XEC has underperformed its Permian peers by ~15-30% over the past 6 months. Today, XEC trades at a significant discount to peers on both a multiple and NAV basis. A multitude of thematic issues (gas basis, oil gravity, STACK spacing) have driven recent underperformance despite XEC having a stronger than expected 1Q and increasing 2017 guidance. These thematic issues have the potential to negatively impact XEC’s returns and NAV. However, XEC is not alone in its exposure to these issues and the company has a few important contractual arrangements in place to protect it against a deterioration in the value its Delaware oil. At this price, XEC is now more than discounting the potential negative effects of these thematic risks. XEC is set to grow oil production materially faster than expected which will highlight the undervaluation of the stock. To the extent XEC provides disclosure around its oil marketing contract in the Delaware, fear around widening oil differentials are also likely to allieviate.

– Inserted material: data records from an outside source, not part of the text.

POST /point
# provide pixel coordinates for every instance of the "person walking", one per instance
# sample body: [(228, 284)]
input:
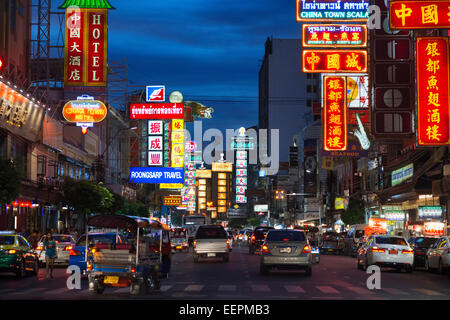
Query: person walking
[(50, 254)]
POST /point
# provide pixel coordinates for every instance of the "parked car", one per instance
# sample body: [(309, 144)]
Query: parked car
[(386, 251), (17, 255), (257, 238), (78, 253), (211, 241), (354, 233), (64, 243), (420, 245), (438, 256), (286, 249)]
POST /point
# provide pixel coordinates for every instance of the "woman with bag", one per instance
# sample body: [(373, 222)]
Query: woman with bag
[(50, 254)]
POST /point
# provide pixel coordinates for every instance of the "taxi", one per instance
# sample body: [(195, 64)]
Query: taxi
[(17, 255)]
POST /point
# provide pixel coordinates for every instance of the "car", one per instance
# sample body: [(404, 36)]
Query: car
[(17, 255), (64, 243), (211, 241), (420, 245), (78, 252), (257, 238), (438, 256), (386, 251), (286, 249)]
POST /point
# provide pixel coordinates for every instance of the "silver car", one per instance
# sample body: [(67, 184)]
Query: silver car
[(438, 256), (286, 249)]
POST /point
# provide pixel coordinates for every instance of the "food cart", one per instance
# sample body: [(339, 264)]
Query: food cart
[(139, 264)]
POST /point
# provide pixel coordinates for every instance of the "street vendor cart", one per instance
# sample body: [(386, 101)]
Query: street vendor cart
[(140, 263)]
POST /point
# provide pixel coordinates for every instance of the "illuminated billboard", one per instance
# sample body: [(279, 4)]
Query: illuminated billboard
[(334, 120), (323, 61), (432, 67), (326, 10), (419, 14), (334, 35)]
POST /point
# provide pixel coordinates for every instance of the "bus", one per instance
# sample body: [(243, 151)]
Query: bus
[(191, 222)]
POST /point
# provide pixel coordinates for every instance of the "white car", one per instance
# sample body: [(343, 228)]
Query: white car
[(438, 256), (386, 251), (64, 243)]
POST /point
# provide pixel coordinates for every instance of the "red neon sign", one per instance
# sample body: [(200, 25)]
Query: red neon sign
[(157, 111), (318, 61), (85, 47), (432, 67), (335, 113), (334, 35), (419, 14)]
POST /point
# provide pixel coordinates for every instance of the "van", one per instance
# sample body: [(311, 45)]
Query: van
[(355, 232)]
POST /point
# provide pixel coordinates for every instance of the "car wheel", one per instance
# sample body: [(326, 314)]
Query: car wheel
[(264, 270), (309, 271)]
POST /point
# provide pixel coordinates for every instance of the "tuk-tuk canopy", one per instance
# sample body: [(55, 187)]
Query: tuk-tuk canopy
[(124, 222)]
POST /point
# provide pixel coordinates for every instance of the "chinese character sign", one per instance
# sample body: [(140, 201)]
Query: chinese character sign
[(318, 61), (432, 65), (334, 113), (334, 35), (85, 47), (419, 15)]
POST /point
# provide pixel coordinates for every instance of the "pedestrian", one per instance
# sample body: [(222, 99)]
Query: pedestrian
[(50, 254), (34, 238)]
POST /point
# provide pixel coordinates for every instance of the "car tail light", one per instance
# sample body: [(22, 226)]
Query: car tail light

XEC trades at ~8.0x 2018 EV/EBITDA a roughly 1-2x turn discount to Permian peers and in-line with diversified, low growth, lower quality E&Ps. XEC has generally traded in-line with CXO and EGN over the past several years given similar returns, growth, and balance sheet characteristics.
XEC is a US E&P with a primary focus on the Delaware Basin and STACK/Cana-Woodford. Today the Delaware Basin represents 54% of total production and the STACK/Cana-Woodford represents the remaining 46%. Oil only represents 30% of total production given the STACK/Cana-Woodford is a gas-focused play. However, oil production should grow at a significantly faster rate than the corporate average over the next several years given XEC’s focus on the Delaware Basin, specifically the oilier parts of the Delaware Basin. From a capital allocation perspective, XEC will invest ~65% of total drilling capital in the Delaware Basin in 2017 and this % is likely to remain at a similar level in future years.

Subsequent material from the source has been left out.